Müftehir, müşteki, rencidegî…
okuma süresi 4 dakikaMüftehir (iftihar eden), müşteki (şikayetçi olan), rencidegî (rencide olmuş) gibi pek kullanılmayan bu Osmanlıca sözcüklerin geçtiğimiz ay içkiye yapılan ÖTV (Özel Tüketim Vergisi) zammından sonra akşamcıların ruh halini anlatmak konusunda çok uygun olduğunu düşünüyorum.
Akşamcılar müftehir olmalılar. Çünkü zamlanan ÖTV ile içkiden elde edilen gelir % 46 artmış. Bu artışta akşamcıların payı var.
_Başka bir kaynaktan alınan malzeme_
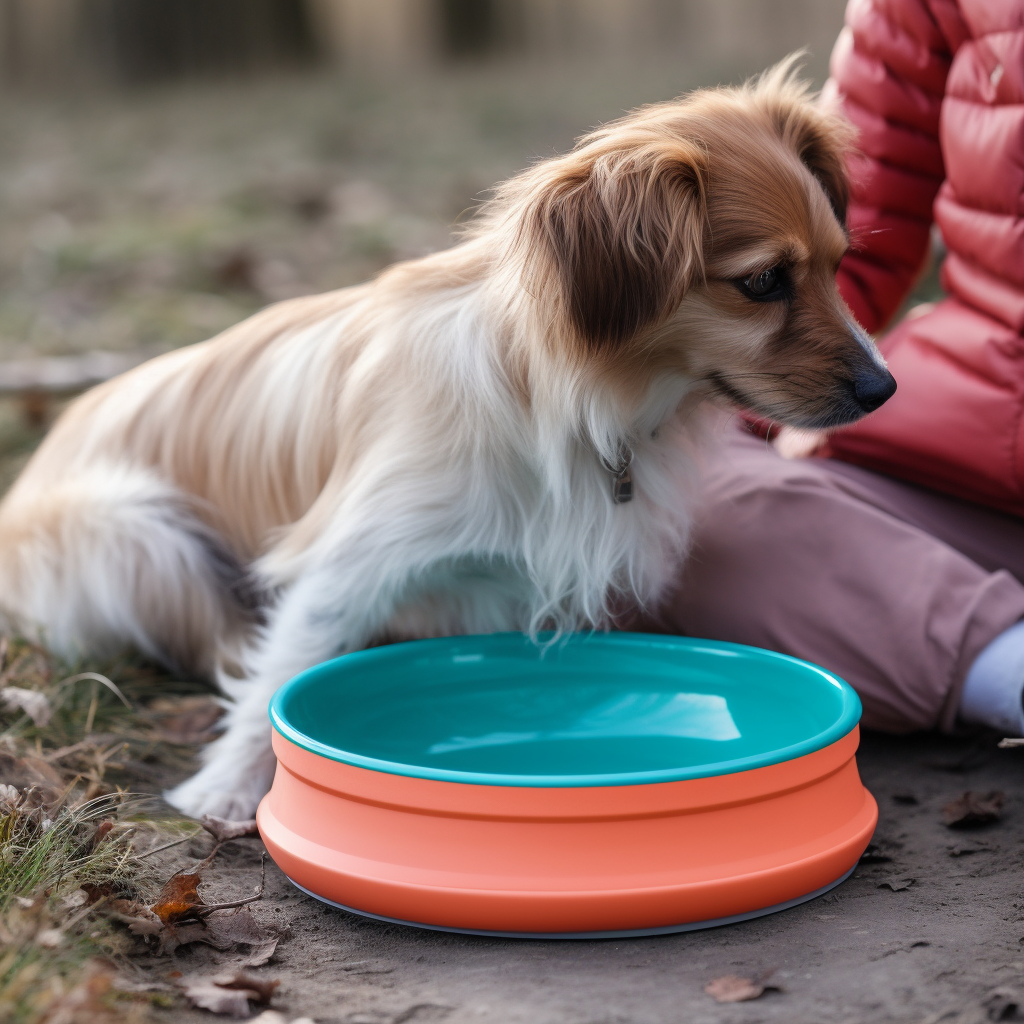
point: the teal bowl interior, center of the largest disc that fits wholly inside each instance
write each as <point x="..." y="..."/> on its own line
<point x="615" y="709"/>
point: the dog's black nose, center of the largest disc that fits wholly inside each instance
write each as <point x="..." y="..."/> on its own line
<point x="873" y="389"/>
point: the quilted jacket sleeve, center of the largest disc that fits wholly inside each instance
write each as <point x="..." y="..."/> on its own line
<point x="889" y="69"/>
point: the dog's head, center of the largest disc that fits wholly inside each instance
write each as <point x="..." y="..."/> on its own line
<point x="701" y="237"/>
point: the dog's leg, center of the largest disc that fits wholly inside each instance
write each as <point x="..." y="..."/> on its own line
<point x="115" y="557"/>
<point x="310" y="624"/>
<point x="339" y="608"/>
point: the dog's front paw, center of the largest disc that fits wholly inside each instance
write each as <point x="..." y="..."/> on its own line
<point x="204" y="794"/>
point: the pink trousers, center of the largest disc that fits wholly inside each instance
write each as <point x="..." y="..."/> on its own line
<point x="894" y="588"/>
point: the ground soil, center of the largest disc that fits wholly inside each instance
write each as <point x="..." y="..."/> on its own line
<point x="861" y="954"/>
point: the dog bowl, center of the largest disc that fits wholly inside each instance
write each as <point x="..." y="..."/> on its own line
<point x="600" y="785"/>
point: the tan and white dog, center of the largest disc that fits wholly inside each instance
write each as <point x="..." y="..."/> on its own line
<point x="450" y="449"/>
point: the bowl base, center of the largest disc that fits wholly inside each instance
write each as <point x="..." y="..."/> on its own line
<point x="629" y="933"/>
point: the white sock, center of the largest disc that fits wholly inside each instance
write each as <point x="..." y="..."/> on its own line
<point x="993" y="692"/>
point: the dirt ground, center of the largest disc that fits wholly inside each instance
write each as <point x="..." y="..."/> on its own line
<point x="948" y="947"/>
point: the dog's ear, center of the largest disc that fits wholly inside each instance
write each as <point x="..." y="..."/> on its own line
<point x="817" y="130"/>
<point x="822" y="145"/>
<point x="625" y="231"/>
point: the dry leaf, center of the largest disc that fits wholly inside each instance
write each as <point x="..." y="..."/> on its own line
<point x="873" y="855"/>
<point x="187" y="720"/>
<point x="897" y="885"/>
<point x="973" y="809"/>
<point x="244" y="934"/>
<point x="1003" y="1005"/>
<point x="34" y="704"/>
<point x="49" y="938"/>
<point x="732" y="988"/>
<point x="222" y="829"/>
<point x="239" y="933"/>
<point x="179" y="897"/>
<point x="227" y="994"/>
<point x="102" y="830"/>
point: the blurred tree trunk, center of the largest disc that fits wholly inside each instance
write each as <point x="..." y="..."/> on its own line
<point x="129" y="41"/>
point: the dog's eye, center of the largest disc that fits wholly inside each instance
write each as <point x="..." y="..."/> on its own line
<point x="764" y="286"/>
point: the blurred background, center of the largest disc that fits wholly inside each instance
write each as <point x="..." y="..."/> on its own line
<point x="169" y="166"/>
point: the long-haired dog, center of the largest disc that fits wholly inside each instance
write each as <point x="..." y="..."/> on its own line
<point x="493" y="437"/>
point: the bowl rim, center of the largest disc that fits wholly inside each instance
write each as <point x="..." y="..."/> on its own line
<point x="847" y="720"/>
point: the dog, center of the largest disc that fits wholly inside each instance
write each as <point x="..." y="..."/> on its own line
<point x="499" y="436"/>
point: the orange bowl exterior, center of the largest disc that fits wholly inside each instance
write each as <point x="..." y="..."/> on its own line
<point x="566" y="860"/>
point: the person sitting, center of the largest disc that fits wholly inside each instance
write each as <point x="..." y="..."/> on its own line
<point x="894" y="554"/>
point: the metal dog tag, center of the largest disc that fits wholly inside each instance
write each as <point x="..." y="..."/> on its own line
<point x="622" y="481"/>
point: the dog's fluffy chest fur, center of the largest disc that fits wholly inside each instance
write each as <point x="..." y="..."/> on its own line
<point x="426" y="454"/>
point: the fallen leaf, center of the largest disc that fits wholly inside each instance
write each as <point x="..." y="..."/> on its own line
<point x="272" y="1017"/>
<point x="244" y="934"/>
<point x="34" y="704"/>
<point x="172" y="936"/>
<point x="732" y="988"/>
<point x="179" y="897"/>
<point x="973" y="809"/>
<point x="186" y="720"/>
<point x="251" y="943"/>
<point x="227" y="994"/>
<point x="49" y="938"/>
<point x="966" y="850"/>
<point x="872" y="855"/>
<point x="1001" y="1005"/>
<point x="897" y="885"/>
<point x="222" y="829"/>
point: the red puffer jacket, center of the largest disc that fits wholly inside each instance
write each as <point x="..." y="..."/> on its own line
<point x="936" y="88"/>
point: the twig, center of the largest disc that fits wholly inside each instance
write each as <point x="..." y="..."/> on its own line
<point x="204" y="911"/>
<point x="96" y="677"/>
<point x="167" y="846"/>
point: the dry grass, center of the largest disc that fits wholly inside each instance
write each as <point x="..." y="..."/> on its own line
<point x="70" y="826"/>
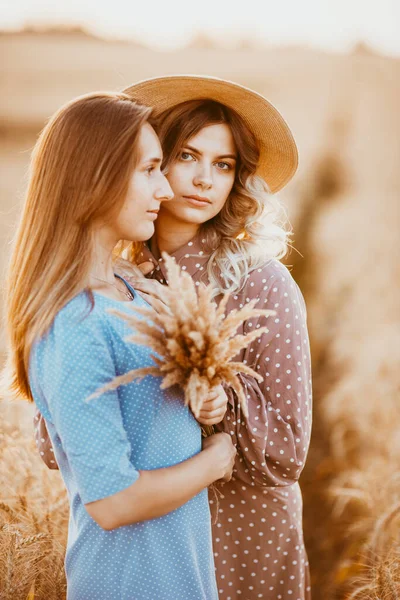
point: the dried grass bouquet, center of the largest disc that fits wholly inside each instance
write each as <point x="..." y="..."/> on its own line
<point x="192" y="339"/>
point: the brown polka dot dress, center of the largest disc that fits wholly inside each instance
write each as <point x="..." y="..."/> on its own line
<point x="258" y="535"/>
<point x="257" y="522"/>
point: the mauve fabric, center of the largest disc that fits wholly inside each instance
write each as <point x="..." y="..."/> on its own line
<point x="257" y="523"/>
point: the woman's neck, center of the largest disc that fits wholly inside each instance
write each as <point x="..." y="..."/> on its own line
<point x="102" y="263"/>
<point x="101" y="274"/>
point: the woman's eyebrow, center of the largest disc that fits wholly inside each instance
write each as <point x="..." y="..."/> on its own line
<point x="156" y="160"/>
<point x="196" y="151"/>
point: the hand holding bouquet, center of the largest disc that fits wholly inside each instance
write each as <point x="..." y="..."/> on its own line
<point x="192" y="339"/>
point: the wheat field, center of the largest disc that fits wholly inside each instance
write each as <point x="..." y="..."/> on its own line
<point x="344" y="208"/>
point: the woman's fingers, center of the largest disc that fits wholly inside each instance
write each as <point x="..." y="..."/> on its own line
<point x="211" y="418"/>
<point x="152" y="287"/>
<point x="155" y="303"/>
<point x="146" y="267"/>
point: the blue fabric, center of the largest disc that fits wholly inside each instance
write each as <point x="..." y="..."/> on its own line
<point x="100" y="445"/>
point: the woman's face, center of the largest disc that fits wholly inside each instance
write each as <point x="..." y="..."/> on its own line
<point x="202" y="176"/>
<point x="147" y="190"/>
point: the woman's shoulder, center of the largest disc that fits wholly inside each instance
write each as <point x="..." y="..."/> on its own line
<point x="78" y="318"/>
<point x="273" y="274"/>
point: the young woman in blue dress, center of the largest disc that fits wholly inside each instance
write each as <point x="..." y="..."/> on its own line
<point x="133" y="462"/>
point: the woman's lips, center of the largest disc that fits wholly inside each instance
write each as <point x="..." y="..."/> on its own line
<point x="197" y="201"/>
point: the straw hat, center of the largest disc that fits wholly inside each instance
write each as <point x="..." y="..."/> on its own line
<point x="278" y="151"/>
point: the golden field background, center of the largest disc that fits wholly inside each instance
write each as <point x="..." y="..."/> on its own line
<point x="344" y="208"/>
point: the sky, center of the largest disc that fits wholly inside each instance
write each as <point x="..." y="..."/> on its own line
<point x="329" y="24"/>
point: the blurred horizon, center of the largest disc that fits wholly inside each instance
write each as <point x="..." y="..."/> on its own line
<point x="317" y="24"/>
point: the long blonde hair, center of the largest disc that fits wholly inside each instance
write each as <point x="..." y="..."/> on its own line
<point x="79" y="174"/>
<point x="252" y="226"/>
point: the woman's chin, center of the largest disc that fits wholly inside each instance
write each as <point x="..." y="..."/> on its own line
<point x="189" y="214"/>
<point x="143" y="234"/>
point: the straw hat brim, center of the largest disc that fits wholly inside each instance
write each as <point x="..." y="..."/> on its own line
<point x="278" y="152"/>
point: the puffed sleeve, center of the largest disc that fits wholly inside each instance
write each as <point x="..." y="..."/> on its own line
<point x="68" y="365"/>
<point x="43" y="441"/>
<point x="273" y="442"/>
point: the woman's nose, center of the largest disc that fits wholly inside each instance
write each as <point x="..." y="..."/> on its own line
<point x="165" y="191"/>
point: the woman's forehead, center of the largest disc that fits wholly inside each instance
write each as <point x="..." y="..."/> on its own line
<point x="216" y="137"/>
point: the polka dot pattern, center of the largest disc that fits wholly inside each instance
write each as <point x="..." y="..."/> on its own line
<point x="101" y="445"/>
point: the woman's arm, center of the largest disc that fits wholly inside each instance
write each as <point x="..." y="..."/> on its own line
<point x="158" y="492"/>
<point x="273" y="442"/>
<point x="75" y="360"/>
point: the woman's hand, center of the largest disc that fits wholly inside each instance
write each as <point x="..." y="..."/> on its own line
<point x="131" y="271"/>
<point x="224" y="454"/>
<point x="214" y="407"/>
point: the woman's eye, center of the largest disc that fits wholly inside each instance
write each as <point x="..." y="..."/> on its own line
<point x="224" y="166"/>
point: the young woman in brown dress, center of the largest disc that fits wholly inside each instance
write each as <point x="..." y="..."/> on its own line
<point x="227" y="150"/>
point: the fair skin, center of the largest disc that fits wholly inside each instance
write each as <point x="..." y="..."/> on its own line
<point x="157" y="492"/>
<point x="205" y="168"/>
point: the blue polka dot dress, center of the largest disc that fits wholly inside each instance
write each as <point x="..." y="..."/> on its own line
<point x="101" y="444"/>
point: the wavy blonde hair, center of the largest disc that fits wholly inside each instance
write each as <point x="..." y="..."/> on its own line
<point x="252" y="226"/>
<point x="79" y="175"/>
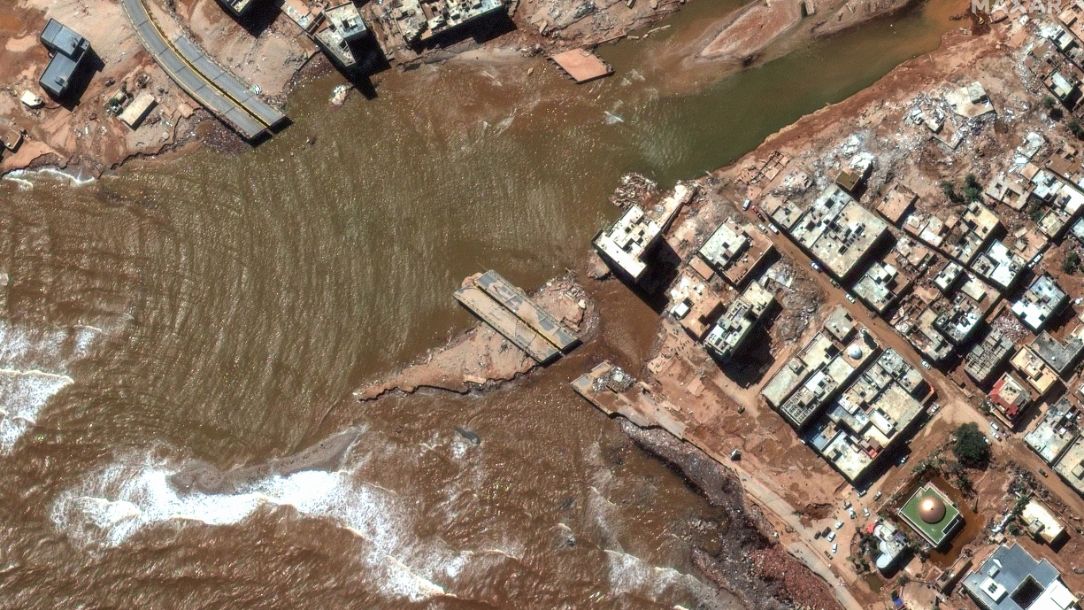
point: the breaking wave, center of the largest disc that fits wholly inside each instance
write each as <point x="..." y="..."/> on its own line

Bütçeye vergiyle sağlanan gelirlerin kullanımında ayrım gözetilemeyeceği için içkicilerin cebinden çıkan para eğitimden, sağlıktan tutun da diyanete, adalete, bayındırlığa kadar her alanda kullanılıyor demektir. Şimdi akşamcıların “Biz bu memlekete takır takır vergi ödüyoruz; bu vergilerle ‘sekr’ faslından devlet bütçesine katkımız oluyor !” diye böbürlenmeye hakları yok mudur?
Akşamcılar müşteki olmalılar. Çünkü bütçeleri ve sağlıkları bozuldu! Gelirleri % 35-40 artmadan bir de baktılar ki akşam giderleri bir anda % 35-40 artıvermiş. Keyiften alınan verginin artmasıyla keyif de kaçar elbette.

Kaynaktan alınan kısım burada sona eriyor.